Curiosity finds rock with chemistry seen on Earth
CAPE CANAVERAL, Fla. - Reuters
The rock is a new kind of type encountered on Mars. REUTERS photoWhen scientists selected a rock to test the Mars rover Curiosity’s laser, they expected it to contain the same minerals as rocks found elsewhere on the Red Planet, but learned instead it was more similar to a rock found on Earth.
The rock was chemically more akin to an unusual type of rock found on oceanic islands like Hawaii and St. Helena, as well as in continental rift zones like the Rio Grande, which extends from Colorado to Chihuahua, Mexico.
“It was a bit of a surprise, what we found with this rock,” Curiosity scientist Ralf Gellert said on Oct. 11.
“It’s igneous,” Gellert said, referring to rock formed from molten material. “But it seems to be a new kind of rock type that we encountered on Mars.”

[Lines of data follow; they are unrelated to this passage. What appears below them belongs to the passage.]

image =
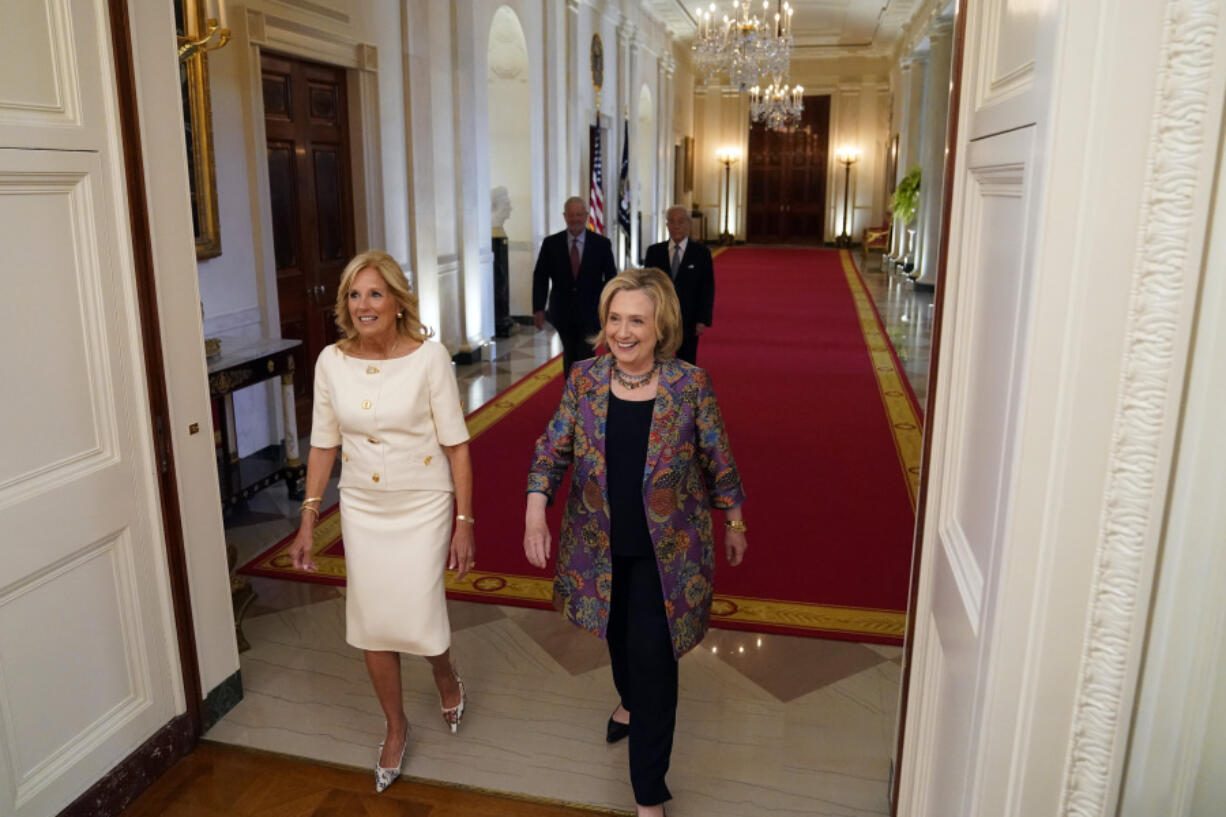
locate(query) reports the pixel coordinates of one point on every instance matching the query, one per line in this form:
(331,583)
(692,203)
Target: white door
(88,665)
(986,330)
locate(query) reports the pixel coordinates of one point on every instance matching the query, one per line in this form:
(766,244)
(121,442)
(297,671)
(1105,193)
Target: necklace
(634,380)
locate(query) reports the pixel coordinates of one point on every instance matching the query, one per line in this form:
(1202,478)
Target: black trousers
(688,350)
(574,347)
(644,672)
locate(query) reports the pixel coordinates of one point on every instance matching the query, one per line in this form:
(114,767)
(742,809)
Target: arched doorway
(510,158)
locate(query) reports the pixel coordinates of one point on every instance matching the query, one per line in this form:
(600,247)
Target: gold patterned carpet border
(504,404)
(537,591)
(900,410)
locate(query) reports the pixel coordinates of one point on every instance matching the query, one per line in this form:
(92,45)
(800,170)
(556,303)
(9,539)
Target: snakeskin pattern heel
(385,777)
(453,715)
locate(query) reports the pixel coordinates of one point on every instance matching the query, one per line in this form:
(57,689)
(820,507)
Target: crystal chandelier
(747,47)
(779,107)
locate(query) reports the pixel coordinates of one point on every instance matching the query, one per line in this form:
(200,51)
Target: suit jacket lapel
(665,415)
(598,399)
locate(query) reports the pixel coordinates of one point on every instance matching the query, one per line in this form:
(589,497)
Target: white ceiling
(840,27)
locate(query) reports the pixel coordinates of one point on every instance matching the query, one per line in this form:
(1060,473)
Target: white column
(665,187)
(632,109)
(936,115)
(909,141)
(902,107)
(476,259)
(625,50)
(422,261)
(289,415)
(557,180)
(576,129)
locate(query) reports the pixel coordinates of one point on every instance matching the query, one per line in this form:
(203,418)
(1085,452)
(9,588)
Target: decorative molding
(298,39)
(368,58)
(117,789)
(1176,152)
(918,27)
(222,698)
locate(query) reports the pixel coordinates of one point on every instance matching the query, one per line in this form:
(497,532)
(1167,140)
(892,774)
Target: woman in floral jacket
(636,550)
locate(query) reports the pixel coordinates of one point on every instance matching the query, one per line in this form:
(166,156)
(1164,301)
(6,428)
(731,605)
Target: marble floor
(766,724)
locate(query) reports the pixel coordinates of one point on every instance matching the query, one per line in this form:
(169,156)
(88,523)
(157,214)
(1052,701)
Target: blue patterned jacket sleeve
(554,448)
(714,452)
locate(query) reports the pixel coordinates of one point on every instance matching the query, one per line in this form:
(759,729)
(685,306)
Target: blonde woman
(386,400)
(650,458)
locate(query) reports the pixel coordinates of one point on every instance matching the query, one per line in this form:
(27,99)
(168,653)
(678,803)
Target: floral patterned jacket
(689,470)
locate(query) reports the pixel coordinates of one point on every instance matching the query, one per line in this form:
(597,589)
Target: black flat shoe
(616,731)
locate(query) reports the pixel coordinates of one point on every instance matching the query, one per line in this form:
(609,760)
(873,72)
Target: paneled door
(963,671)
(786,191)
(308,147)
(88,666)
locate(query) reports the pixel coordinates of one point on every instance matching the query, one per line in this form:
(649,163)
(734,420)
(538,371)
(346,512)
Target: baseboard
(222,698)
(136,772)
(466,357)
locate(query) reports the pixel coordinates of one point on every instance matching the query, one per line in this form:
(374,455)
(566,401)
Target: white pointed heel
(453,715)
(385,777)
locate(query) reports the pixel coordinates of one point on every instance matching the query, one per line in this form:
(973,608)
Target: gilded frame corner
(197,119)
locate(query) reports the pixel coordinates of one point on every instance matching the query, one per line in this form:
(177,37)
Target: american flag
(595,199)
(623,183)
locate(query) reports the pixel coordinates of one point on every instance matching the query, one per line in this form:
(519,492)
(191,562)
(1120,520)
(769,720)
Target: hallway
(766,723)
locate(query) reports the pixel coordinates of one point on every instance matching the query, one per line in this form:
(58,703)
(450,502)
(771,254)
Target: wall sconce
(847,156)
(727,156)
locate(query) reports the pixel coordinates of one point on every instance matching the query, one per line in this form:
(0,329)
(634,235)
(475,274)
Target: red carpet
(823,427)
(808,383)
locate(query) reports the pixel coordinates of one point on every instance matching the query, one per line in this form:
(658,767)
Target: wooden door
(787,178)
(308,147)
(87,642)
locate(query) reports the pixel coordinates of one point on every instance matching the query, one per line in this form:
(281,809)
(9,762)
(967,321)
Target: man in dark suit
(689,265)
(571,270)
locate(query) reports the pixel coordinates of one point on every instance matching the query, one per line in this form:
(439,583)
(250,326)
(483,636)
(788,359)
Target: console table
(247,364)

Curiosity arrived on Mars two months ago to learn if the most Earth-like planet in the solar system was suitable for microbial life.
Last month, Curiosity’s laser was used to zap the football-sized rock and the rover analyzed the pulverized material, as well as tiny pits left behind, to determine its chemical composition.
Scientists found the rock lacks magnesium and iron, elements found in igneous rock examined by previous Mars rovers Spirit and Opportunity.
The rock, named after a Jet Propulsion Laboratory rover engineer, Jake Matijevic, who died shortly after Curiosity’s landing, was also rich in feldspar-like minerals, which provided clues about the rock’s history.
“The way in which this type of rock forms ... is like how applejack liquor was made,” geologist Edward Stolper, said.